И тут что-то вскользь ударило ее по виску. Ударило довольно сильно, – от неожиданности Ки чуть не выпустила воздух из легких, но веревку не потеряла. О том, что за твари могли находиться здесь, под водой, подле нее, лучше было не думать. Рыбы-людоеды?.. Сколько угодно. Ничего поделать все равно было нельзя. Ки что было сил подергала веревку, надеясь на ответный рывок, но его не последовало. Может, запуталась где-нибудь дальше внизу. Не Вандиен же ее, в самом деле, так туго натягивает.

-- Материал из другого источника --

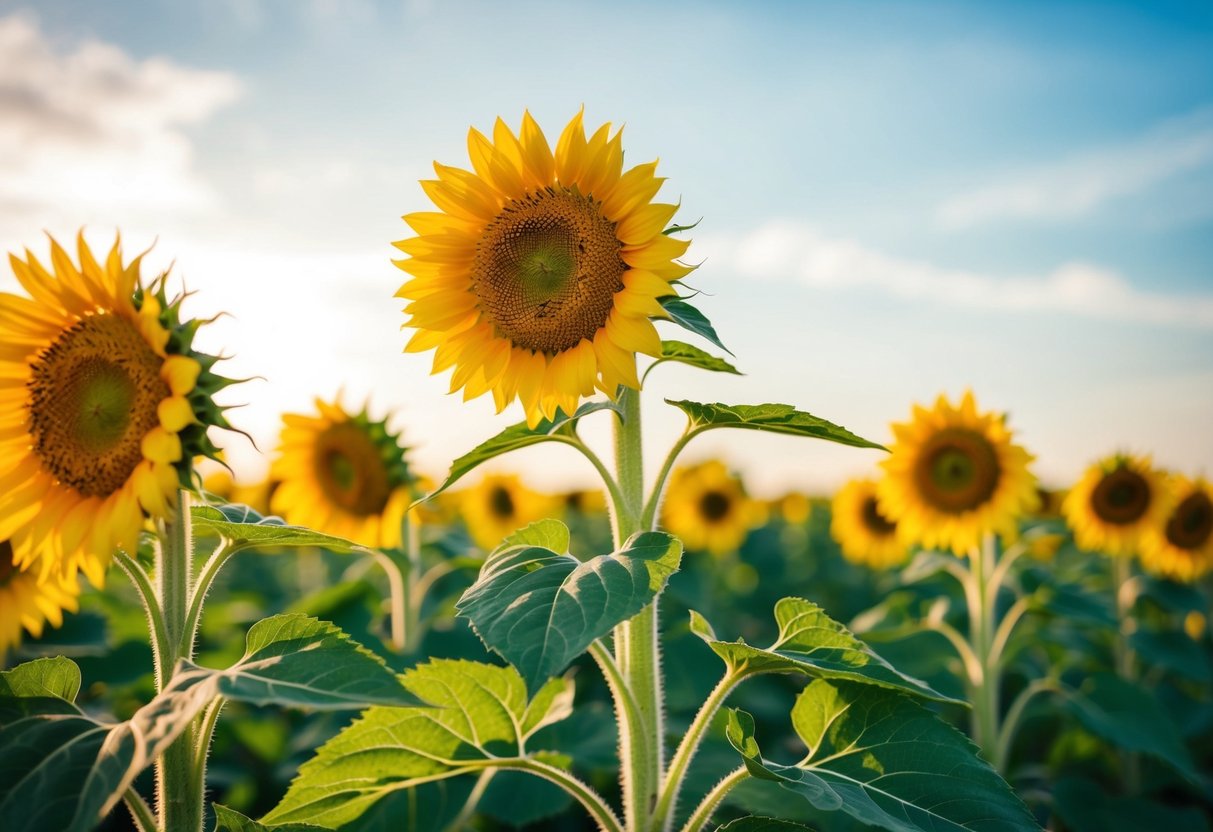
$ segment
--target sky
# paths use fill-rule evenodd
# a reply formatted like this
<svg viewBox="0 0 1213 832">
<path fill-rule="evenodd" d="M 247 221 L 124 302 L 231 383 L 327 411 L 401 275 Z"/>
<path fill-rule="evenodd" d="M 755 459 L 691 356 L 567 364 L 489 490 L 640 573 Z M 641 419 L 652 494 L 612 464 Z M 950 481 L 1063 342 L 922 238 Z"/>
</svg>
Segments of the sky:
<svg viewBox="0 0 1213 832">
<path fill-rule="evenodd" d="M 650 377 L 650 472 L 682 426 L 663 398 L 887 442 L 971 388 L 1047 485 L 1118 450 L 1213 474 L 1208 3 L 0 0 L 0 247 L 154 243 L 187 311 L 227 313 L 200 346 L 257 377 L 227 391 L 256 448 L 216 437 L 241 476 L 283 411 L 339 394 L 441 475 L 521 411 L 402 353 L 400 216 L 430 207 L 432 161 L 468 166 L 469 126 L 529 108 L 554 142 L 582 106 L 701 220 L 696 303 L 745 373 Z M 608 418 L 585 426 L 600 447 Z M 881 458 L 725 431 L 687 454 L 758 494 Z M 565 448 L 495 467 L 592 482 Z"/>
</svg>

Особенно после такого долгого пребывания под водой… Ки не могла ни рассмотреть его там, ни даже окликнуть. Если Вандиен действительно ушел туда, вниз, это скорее всего был его последний выбор и последний путь. Соленая вода жгла Ки глаза. Она попятилась…

…и снова ощутила возмущение воды и прикосновение к плечу. Только теперь шевеление было гораздо слабее, чем в первый раз. Тем не менее, что-то двигалось в воде мимо нее. Когда щеки молодой женщины коснулась ткань одежды, она инстинктивно схватила нечто, оказавшееся человеческой ногой. Нога слабо дернулась и обмякла. Ки крепко держалась за веревку: нет уж, она ее не отпустит ни под каким видом. На ее капюшон опустилась рука и осталась там, запутавшись в ткани. Ки зажала пойманную ногу под мышкой и ухватилась за канатик обеими руками. Нога больше не дергалась, но рука на ее капюшоне сжала пальцы и не отпускала. Держись, отчаянно призывала Ки, подтягиваясь наверх по веревке. Держись, не покидай меня!.. Воздух норовил вырваться из груди. Держись!..

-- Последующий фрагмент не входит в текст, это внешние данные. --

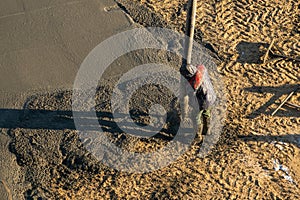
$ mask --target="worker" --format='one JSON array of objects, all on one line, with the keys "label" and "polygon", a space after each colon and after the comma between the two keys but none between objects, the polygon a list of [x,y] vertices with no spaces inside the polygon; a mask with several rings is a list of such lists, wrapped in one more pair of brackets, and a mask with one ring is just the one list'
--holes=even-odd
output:
[{"label": "worker", "polygon": [[[193,110],[192,118],[196,125],[197,134],[206,135],[210,128],[211,109],[216,101],[216,94],[204,65],[186,65],[180,69],[181,74],[193,88],[193,94],[199,104],[199,112]],[[186,90],[188,91],[188,90]]]}]

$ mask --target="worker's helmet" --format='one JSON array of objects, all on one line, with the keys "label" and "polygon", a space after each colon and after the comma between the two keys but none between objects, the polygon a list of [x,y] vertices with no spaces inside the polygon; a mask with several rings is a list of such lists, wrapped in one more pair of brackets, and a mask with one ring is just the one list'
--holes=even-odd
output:
[{"label": "worker's helmet", "polygon": [[203,75],[204,75],[205,70],[206,70],[206,68],[204,67],[204,65],[198,65],[196,67],[195,74],[189,80],[189,83],[194,88],[194,90],[199,89],[199,87],[201,86],[201,84],[203,82]]}]

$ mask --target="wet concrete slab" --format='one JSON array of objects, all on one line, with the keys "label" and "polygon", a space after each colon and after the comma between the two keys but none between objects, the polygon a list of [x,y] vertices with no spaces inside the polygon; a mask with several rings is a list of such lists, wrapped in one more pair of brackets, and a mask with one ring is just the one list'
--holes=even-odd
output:
[{"label": "wet concrete slab", "polygon": [[[0,109],[22,109],[35,93],[72,89],[87,54],[132,26],[113,0],[2,0]],[[0,127],[0,199],[23,199],[23,171],[9,142],[9,129]]]},{"label": "wet concrete slab", "polygon": [[13,2],[0,17],[0,91],[71,87],[85,56],[131,26],[121,10],[105,11],[113,1]]}]

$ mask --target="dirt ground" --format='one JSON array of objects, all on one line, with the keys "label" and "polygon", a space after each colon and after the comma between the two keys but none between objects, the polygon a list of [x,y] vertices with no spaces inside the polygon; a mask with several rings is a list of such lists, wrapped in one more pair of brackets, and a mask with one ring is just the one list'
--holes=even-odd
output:
[{"label": "dirt ground", "polygon": [[[142,25],[184,30],[185,0],[118,2]],[[192,147],[158,171],[118,172],[95,160],[80,143],[71,120],[70,91],[29,98],[21,127],[8,130],[13,138],[10,149],[26,171],[25,198],[300,199],[300,111],[284,106],[271,116],[280,102],[299,88],[299,61],[270,56],[268,62],[262,62],[272,38],[280,49],[275,53],[282,51],[300,59],[299,7],[297,0],[199,1],[196,40],[219,57],[218,70],[228,100],[224,132],[205,158],[195,156],[197,147]],[[108,99],[111,87],[100,84],[98,99]],[[148,90],[164,95],[163,102],[172,99],[157,86]],[[299,105],[299,92],[289,102]],[[109,104],[97,103],[101,105],[98,112],[109,112]],[[49,123],[39,124],[41,116]],[[104,118],[110,121],[111,116]],[[56,126],[59,124],[62,127]],[[33,129],[37,127],[43,129]],[[160,147],[170,136],[165,131],[166,137],[143,141],[113,126],[108,126],[107,132],[124,148],[135,142],[134,151]]]}]

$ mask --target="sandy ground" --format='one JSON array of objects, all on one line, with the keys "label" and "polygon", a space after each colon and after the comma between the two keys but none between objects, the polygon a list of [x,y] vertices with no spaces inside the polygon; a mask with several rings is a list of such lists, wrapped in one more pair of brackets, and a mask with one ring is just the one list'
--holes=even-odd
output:
[{"label": "sandy ground", "polygon": [[[184,30],[187,1],[118,2],[142,25]],[[122,173],[91,157],[70,120],[70,91],[28,98],[19,128],[8,130],[10,149],[25,171],[25,198],[299,199],[300,112],[284,106],[275,116],[270,115],[299,87],[299,62],[261,61],[272,37],[284,54],[299,59],[298,24],[296,0],[199,3],[196,38],[220,57],[218,70],[224,76],[228,99],[226,126],[219,144],[207,157],[195,156],[195,145],[176,162],[155,172]],[[98,99],[109,98],[111,87],[103,81]],[[148,91],[166,94],[155,87]],[[141,98],[138,95],[137,99]],[[163,101],[171,98],[166,95]],[[97,102],[101,105],[97,111],[109,113],[104,102]],[[299,93],[289,102],[299,105]],[[39,121],[42,118],[48,121]],[[111,116],[104,118],[110,121]],[[108,126],[107,133],[111,141],[135,151],[160,147],[170,137],[166,131],[163,135],[167,137],[134,140],[114,126]],[[136,145],[128,145],[130,142]]]},{"label": "sandy ground", "polygon": [[[158,13],[170,27],[184,30],[187,1],[135,2]],[[202,162],[209,162],[209,167],[198,169],[207,173],[199,178],[199,186],[214,178],[218,184],[197,195],[296,198],[299,110],[284,107],[275,116],[270,113],[299,87],[299,62],[281,59],[263,64],[262,57],[266,44],[275,38],[284,54],[299,58],[298,1],[200,1],[197,12],[196,38],[213,47],[222,59],[219,71],[228,89],[227,125],[234,130],[229,144],[219,149],[221,160],[205,159]],[[299,93],[290,101],[299,104]],[[277,162],[286,166],[293,181],[283,183],[287,172],[276,169]]]}]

Вырвавшись, наконец, на поверхность, Ки сразу ощутила на своих плечах его вес, а потом Джени неуклюже попыталась поддержать его за плечо. Ки обхватила Вандиена за бедра и, поднатужившись, взвалила беспомощное тело на плотик, едва не перевернув при этом фонарь и окатив весь плотик водой. С Вандиена текло ручьями. Он попытался дышать: наружу хлынула вода. У него не было сил даже выплюнуть ее изо рта. Он слабо закашлялся, давясь. Джени стояла столбом, парализованная страхом. Ки метнула на нее испепеляющий взгляд, но та и не заметила. Она таращилась на Вандиена, словно на рыбу неизвестной породы. Ки дотянулась, взяла его за плечо и перевернула к себе лицом. Она хотела говорить, но никак не могла отдышаться, да и слов не было. Вандиен снова закашлялся, на сей раз было видно, что человек оживает. Одно веко затрепетало и приподнялось. Вандиен смотрел на Ки, и вид у него был очень несчастный.

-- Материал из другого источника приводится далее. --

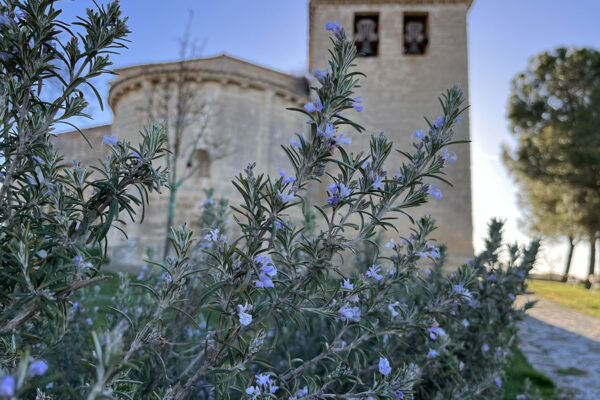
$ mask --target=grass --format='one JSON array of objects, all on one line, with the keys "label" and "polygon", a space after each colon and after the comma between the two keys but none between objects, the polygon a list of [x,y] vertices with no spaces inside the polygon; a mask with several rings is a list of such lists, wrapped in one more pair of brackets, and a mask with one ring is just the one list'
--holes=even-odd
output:
[{"label": "grass", "polygon": [[504,368],[506,373],[502,389],[504,400],[514,400],[525,392],[525,381],[531,382],[531,388],[539,390],[544,400],[557,400],[556,387],[552,379],[537,372],[518,348],[512,349],[512,356]]},{"label": "grass", "polygon": [[600,318],[600,290],[587,290],[583,284],[530,280],[529,289],[541,298]]},{"label": "grass", "polygon": [[588,376],[588,372],[579,368],[569,367],[569,368],[559,368],[555,371],[557,374],[561,375],[571,375],[571,376]]}]

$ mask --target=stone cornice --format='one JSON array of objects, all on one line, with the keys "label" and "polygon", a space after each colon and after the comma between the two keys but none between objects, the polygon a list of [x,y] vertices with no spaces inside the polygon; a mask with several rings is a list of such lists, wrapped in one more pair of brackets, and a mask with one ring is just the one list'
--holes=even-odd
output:
[{"label": "stone cornice", "polygon": [[406,4],[406,5],[432,5],[432,4],[467,4],[471,7],[473,0],[310,0],[310,5],[376,5],[376,4]]},{"label": "stone cornice", "polygon": [[116,69],[118,77],[111,82],[108,103],[113,112],[119,99],[131,90],[138,90],[148,83],[174,80],[182,72],[190,82],[220,82],[234,84],[244,88],[259,90],[271,89],[276,94],[294,102],[305,101],[308,97],[308,81],[269,68],[240,60],[227,55],[211,58],[143,64]]}]

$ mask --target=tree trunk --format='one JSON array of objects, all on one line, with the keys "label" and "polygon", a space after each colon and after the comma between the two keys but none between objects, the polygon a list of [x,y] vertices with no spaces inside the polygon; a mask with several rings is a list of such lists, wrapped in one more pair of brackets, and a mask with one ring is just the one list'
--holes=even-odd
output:
[{"label": "tree trunk", "polygon": [[585,280],[586,289],[592,288],[592,283],[594,280],[594,272],[596,267],[596,235],[593,234],[590,236],[590,263],[588,268],[588,277]]},{"label": "tree trunk", "polygon": [[569,251],[567,252],[567,261],[565,262],[565,273],[562,281],[566,282],[569,279],[569,271],[571,270],[571,262],[573,261],[573,251],[575,250],[575,239],[569,236]]}]

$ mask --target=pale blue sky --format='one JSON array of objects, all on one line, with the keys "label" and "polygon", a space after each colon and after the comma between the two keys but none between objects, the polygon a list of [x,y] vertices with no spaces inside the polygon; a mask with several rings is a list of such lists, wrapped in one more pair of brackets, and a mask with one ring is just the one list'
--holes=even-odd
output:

– Чуть не потонул там… – выговорил он. Ки с трудом расслышала его, но поразилась почти спокойному тону. Примерно так же он мог бы пожаловаться на не в меру изрытую дорогу.

– Это я вообще-то заметила, – ответила она, тоже как ни в чем не бывало.

Уголки губ Вандиена поползли вверх, и ей показалось, что сейчас на него снова нападет кашель, но нет – он вздохнул еще несколько раз, а потом… начал смеяться. Он попытался приподняться, но не смог. И в самом деле закашлялся. Ки обхватила его за плечи и поймала себя на том, что улыбается. Джени недоуменно взирала на них обоих, явно не понимая, до какой степени это смешно – остаться в живых.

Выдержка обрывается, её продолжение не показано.